Found Objects
Leave a commentJune 20, 2021 by The Citron Review
by Lorette C. Luzajic
We were on the outskirts of Libson. We walked and walked and walked, when we were still allowed to walk outside. The day was long and gray and the mist rolled down the hills from the castles to the coast, down from Sintra onto the silver strip of shore. A few grills were set up in the sand, and women were selling sardines. We watched the surfers riding steely waves. You gathered glass and barnacles, collecting them in a blue jar.
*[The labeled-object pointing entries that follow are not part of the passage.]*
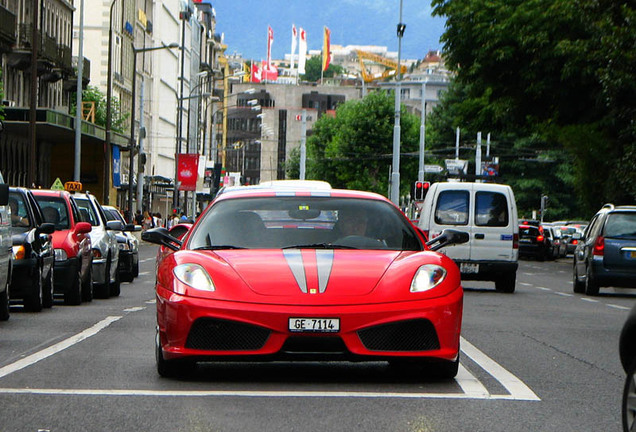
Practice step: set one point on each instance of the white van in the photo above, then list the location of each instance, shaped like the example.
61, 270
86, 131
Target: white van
488, 213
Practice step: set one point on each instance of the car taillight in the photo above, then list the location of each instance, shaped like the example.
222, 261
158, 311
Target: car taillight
599, 246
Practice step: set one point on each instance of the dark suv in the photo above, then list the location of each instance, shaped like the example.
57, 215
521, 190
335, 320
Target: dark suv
606, 252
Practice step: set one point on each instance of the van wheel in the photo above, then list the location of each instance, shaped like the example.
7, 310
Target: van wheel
577, 285
506, 283
591, 286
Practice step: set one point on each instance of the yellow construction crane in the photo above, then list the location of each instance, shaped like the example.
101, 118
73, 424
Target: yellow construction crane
366, 76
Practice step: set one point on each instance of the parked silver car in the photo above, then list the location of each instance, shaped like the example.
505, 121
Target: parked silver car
104, 242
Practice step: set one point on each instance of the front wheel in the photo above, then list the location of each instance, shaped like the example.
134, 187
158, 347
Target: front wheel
629, 400
591, 286
577, 285
33, 300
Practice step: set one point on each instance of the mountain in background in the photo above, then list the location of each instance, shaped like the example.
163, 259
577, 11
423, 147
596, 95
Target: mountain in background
244, 25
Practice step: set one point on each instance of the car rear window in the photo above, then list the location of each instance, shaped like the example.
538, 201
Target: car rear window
621, 225
452, 208
491, 209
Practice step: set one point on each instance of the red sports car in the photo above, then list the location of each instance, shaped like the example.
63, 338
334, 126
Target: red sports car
270, 274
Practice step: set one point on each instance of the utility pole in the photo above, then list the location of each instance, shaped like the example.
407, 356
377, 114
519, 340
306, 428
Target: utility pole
78, 100
395, 175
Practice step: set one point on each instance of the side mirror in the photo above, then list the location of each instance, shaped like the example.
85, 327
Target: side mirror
83, 227
4, 194
448, 237
46, 228
161, 236
115, 225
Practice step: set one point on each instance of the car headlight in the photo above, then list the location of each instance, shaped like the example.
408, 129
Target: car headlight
19, 252
60, 255
427, 277
194, 276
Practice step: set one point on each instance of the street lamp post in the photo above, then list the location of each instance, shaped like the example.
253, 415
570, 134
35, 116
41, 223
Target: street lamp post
131, 145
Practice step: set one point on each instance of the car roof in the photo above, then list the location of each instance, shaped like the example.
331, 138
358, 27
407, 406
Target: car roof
282, 192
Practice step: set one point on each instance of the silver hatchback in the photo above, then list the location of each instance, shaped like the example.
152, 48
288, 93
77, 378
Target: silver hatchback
606, 252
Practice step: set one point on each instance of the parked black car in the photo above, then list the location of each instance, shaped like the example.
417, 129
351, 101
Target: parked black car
33, 254
606, 252
627, 352
532, 243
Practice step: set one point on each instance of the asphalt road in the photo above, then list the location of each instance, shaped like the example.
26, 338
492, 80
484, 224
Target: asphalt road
541, 359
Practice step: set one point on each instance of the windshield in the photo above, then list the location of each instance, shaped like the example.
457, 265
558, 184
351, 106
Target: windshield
287, 222
55, 211
87, 211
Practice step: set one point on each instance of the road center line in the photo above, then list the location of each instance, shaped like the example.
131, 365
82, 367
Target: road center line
54, 349
518, 390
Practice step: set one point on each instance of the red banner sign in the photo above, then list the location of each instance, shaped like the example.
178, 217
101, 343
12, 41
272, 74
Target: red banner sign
188, 164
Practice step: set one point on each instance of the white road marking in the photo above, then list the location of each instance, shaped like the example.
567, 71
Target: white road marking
248, 393
517, 389
60, 346
618, 307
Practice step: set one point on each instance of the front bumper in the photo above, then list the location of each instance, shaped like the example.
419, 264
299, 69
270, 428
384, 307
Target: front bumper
219, 330
23, 276
64, 273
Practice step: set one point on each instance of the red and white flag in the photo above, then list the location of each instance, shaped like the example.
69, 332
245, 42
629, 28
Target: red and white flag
270, 41
294, 42
256, 72
302, 51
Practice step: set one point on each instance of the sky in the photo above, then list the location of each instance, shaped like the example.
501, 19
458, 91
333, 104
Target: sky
352, 22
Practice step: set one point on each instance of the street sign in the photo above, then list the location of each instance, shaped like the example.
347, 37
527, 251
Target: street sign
433, 168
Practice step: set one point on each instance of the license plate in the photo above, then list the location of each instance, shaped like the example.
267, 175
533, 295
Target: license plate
468, 268
314, 325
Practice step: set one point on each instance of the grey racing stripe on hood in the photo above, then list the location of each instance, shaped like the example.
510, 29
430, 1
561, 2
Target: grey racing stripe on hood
295, 262
324, 261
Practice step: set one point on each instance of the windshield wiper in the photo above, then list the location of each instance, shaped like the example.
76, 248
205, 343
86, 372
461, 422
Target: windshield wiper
319, 246
217, 247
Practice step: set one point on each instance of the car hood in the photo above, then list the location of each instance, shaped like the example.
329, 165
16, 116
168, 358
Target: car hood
310, 271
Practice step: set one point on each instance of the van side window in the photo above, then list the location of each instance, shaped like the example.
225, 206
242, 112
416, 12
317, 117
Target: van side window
491, 209
452, 208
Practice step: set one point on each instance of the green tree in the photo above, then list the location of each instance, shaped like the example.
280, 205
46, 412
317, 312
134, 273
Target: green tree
93, 94
353, 150
313, 66
551, 77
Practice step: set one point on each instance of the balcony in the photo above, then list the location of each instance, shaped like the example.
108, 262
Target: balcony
8, 29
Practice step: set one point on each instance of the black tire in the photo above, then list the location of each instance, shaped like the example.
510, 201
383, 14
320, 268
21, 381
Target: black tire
87, 285
4, 304
103, 290
591, 286
115, 287
506, 282
629, 397
33, 300
577, 285
47, 290
73, 294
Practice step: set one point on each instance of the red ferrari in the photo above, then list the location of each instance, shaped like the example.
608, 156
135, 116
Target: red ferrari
272, 274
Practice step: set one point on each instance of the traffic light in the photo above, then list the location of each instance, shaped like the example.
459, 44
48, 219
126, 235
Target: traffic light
420, 189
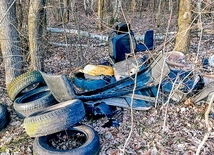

And I tossed someone’s broken sunglasses back into the sea. The sun was bobbing red behind the day, playing shy on the other side of the clouds. I loved watching you raise your face to the sky, reaching to touch it. I couldn’t believe that you found me, and that I was here beside you. Maybe we would never go back, that’s what you were thinking or hoping. The world was about to fall apart, close in on itself, but there was no way we could know. We did not duck to dodge the dendrites of disease; there were no masks, no fears of contamination, no signs warning us to keep our distance from everyone else. All that was true was the sea and the sky, a paper bag of pastéis de nata, and pale frost slivers of flotsam beach glass, like moonstone gifts spangled across the shore.
Lorette C. Luzajic is an artist, writer, and editor living in Toronto, Canada. Her poetry and flash have been widely published, in hundreds of print and online journals around the world. She is the founder of The Ekphrastic Review, a journal devoted to writing inspired by art.